Triacanthus nieuhofii, the silver tripodfish, is a species of marine ray-finned fish belonging to the family Triacanthidae, the triplespines or tripodfishes. This species is found in the Indo-West Pacific region.

==Taxonomy==
Triacanthus nieuhofii was first formally described in 1852 by the Dutch physician, herpetologist and ichthyologist Pieter Bleeker with its type locality given as Siboga, west of Sumatra.
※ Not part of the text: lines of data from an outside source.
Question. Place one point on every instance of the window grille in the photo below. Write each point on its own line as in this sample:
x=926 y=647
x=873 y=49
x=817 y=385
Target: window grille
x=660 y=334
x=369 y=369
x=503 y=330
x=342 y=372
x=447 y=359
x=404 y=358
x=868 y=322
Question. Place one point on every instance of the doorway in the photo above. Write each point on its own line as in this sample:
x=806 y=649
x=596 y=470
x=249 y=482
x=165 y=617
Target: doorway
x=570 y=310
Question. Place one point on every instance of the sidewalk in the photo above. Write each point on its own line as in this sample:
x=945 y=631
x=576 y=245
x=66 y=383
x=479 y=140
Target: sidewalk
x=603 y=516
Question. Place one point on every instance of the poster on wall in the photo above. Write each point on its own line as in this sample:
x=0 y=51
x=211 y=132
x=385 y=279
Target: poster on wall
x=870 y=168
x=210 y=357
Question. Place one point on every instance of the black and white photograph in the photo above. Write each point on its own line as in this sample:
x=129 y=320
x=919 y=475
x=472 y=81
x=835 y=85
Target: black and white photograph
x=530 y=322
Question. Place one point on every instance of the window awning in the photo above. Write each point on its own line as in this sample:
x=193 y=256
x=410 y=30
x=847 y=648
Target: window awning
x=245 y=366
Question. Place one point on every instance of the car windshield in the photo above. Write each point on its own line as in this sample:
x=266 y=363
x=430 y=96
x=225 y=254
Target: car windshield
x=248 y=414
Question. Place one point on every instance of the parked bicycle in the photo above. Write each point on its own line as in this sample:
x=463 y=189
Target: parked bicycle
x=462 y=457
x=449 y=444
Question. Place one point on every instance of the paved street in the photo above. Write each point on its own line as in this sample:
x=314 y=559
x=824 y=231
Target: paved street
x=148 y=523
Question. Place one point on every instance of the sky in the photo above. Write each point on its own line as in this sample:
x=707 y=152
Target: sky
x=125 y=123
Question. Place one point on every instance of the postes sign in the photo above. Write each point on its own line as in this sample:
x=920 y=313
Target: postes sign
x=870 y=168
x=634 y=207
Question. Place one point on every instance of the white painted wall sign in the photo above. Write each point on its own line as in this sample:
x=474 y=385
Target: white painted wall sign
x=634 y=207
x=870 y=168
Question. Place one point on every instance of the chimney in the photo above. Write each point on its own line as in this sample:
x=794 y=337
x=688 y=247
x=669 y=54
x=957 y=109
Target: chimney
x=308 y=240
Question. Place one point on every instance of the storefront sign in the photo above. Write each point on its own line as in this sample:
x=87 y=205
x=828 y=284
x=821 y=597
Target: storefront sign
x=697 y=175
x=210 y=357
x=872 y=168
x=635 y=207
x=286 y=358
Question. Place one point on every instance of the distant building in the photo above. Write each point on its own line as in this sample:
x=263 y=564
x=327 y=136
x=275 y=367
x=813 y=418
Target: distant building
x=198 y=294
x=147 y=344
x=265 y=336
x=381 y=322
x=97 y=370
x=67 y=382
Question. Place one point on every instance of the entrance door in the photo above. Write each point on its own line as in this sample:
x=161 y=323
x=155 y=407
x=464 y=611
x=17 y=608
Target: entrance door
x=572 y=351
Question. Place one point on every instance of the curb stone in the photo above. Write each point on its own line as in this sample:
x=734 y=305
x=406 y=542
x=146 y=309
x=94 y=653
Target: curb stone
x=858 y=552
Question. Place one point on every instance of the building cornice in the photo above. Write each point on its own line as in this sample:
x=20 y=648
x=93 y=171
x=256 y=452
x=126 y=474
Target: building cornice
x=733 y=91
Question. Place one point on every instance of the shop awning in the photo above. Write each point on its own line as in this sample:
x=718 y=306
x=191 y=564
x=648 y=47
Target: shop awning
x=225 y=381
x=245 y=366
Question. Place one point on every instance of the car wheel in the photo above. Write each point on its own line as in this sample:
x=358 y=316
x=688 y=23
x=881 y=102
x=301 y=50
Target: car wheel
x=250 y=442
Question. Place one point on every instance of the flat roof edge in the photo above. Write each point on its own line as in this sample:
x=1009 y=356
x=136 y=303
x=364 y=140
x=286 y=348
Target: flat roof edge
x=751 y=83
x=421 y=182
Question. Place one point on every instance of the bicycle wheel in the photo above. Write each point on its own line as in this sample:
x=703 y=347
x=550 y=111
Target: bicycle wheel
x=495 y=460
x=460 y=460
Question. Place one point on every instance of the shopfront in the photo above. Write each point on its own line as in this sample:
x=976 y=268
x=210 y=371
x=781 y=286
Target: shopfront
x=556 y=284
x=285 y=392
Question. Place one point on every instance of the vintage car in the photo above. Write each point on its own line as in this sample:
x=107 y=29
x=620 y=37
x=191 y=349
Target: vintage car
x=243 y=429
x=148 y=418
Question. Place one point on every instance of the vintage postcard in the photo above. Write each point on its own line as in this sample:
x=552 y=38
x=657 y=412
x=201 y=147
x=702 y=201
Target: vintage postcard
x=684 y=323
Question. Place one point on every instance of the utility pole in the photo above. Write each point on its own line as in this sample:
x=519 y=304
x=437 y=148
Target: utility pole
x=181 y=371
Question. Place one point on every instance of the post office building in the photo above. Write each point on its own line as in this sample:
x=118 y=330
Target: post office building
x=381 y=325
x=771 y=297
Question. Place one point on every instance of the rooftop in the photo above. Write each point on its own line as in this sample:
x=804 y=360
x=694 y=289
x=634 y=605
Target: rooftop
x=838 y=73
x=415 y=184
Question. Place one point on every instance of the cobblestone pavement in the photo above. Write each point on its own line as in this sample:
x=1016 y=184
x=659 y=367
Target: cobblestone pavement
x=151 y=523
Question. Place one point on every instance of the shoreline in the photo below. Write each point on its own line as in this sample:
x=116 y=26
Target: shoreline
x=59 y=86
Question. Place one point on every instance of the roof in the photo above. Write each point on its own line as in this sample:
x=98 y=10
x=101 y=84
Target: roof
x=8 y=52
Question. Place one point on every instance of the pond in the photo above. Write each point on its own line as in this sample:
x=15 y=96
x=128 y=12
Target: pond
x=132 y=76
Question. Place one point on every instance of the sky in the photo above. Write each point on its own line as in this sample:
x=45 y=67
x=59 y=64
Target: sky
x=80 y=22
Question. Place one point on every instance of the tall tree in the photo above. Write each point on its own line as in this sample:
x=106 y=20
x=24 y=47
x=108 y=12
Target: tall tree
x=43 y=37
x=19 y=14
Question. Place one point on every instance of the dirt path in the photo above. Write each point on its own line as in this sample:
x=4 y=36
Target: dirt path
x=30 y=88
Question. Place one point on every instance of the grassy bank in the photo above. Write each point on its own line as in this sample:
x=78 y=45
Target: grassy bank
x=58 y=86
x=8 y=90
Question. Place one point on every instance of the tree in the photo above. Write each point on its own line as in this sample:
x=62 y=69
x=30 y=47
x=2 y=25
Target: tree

It was the second specuies to be described within the genus Triacanthus, the first was the type speciesT. biaculeatus. This genus is classified in the family Triacanthidae within the suborder Triacanthoidei alongside the Triacanthodidae. The 5th edition of Fishes of the World classifies the Triacanthoidei as suborder of the order Tetraodontiformes.

== Etymology ==
Triacanthus nieuhofii is classified within the genus Triacanthus, a name that prefixes acanthus, which means “thorn” or “spine”, with tri-, meaning “three”, this is an allusion to the long and robust first spine of the dorsal fin and the two large spines in the pelvic fins. The specific name, honours Johan Nieuhof, the Dutch explorer and sinologist who first described and illustrated this species, calling it Hoornvisch.

==Description==
Triacanthus nieuhofii has six spines in the first dorsal fin and between 22 and 26 soft rays in the second dorsal fin and between 18 and 21 soft rays in the anal fin. The dorsal profile of the head is rather convex to the front of the first spine in the dorsal fin. The pelvis does not clearly taper to a point towards the tail. It is pale silvery brown on the upper body, fading to silvery white on the lower body, there are a number of irregularly shaped dark yellow blotches on the flank and a large blackish blotch between the first two spines if the dorsal fin which pales slightly between the second and third spines. The firs spine in the dorsal fin is white and the soft dorsal fin, anal fin and pectoral fins are pale with the caudal fin being white marked with yellow lines. This species has a maximum published total length of 28 cm>

==Distribution and habitat==
Triacanthus nieufofii is found in the Indian Ocean and the Western Pacific Ocean where it has been recorded from the Arabian Sea, Bay of Bengal, Andaman Sea, Indonesia and the South China Sea. It is also found in northern Australia where it occurs from Broome to Admiralty Gulf in Western Australia, it may also occur in the Northern Territory. The silver tripodfish is found on sand or mud flats along coasts and in estuaries where it feeds on benthic invertebrates.